A lavender and chamomile-scented aromatherapy spray contaminated with deadly bacteria that killed two people has also killed one of the victim’s pet raccoon, according to the Centers for Disease Control and Prevention.
In October 2021, investigators with the CDC discovered the bacteria Burkholderia pseudomallei in the lavender and chamomile scent of Better Homes & Gardens Essential Oil Infused Aromatherapy Room Spray With Gemstones, which had been imported from India and sold at 55 Walmart stores.
The bacteria causes a rare illness called melioidosis, which causes symptoms that can be confused with a flu or a cold and is treatable with certain intravenous antibiotics if caught early.
The spray was linked to a multistate outbreak that killed a 5-year-old boy in Georgia and a 53-year-old woman in Kansas. The aromatherapy spray was also the source of the illness of a 53-year-old man in Minnesota and a 4-year-old girl in Texas.
According to the CDC, the Texas patient’s previously healthy pet raccoon broke a bottle of the spray and walked through the liquid.
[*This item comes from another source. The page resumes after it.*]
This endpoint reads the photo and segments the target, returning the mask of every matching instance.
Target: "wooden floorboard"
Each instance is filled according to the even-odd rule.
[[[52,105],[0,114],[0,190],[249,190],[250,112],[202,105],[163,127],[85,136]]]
The raccoon “displayed acute neurologic symptoms consistent with neurologic melioidosis” about two weeks after the exposure and died three days later.
“This is the first reported presumed melioidosis case documented in a raccoon and the first animal case linked to this outbreak,” the CDC said in a report published Friday.
The CDC traveled to the Texas property to collect samples from the raccoon, who had been buried on the family’s property, and the surrounding environment.
Of the twelve tissue samples collected, two of them from the raccoon’s intraorbital tissue tested positive for Burkholderia pseudomallei, reaffirming that the animal likely died of acute neurological melioidosis.
All the environmental samples collected from around the raccoon’s burial site tested negative for the bacteria, according to the CDC.
After identifying the bacteria in the aromatherapy product in 2021, the CDC advised anyone with the spray in their home to stop using it immediately and dispose of it by double bagging it in clear bags and a cardboard box and taking it to a Walmart location.
Better Homes & Gardens and Walmart did not immediately return requests for comment.
The bacteria Burkholderia pseudomallei are rarely found in the United States and are generally found in contaminated soil or water in parts of South and Southeast Asia.
While rare in the U.S., melioidosis is a serious disease with about 12 cases reported annually. Most cases are found in people who lived or traveled to areas where Burkholderia pseudomallei are found and person-to-person spread is “extremely rare,” according to the CDC.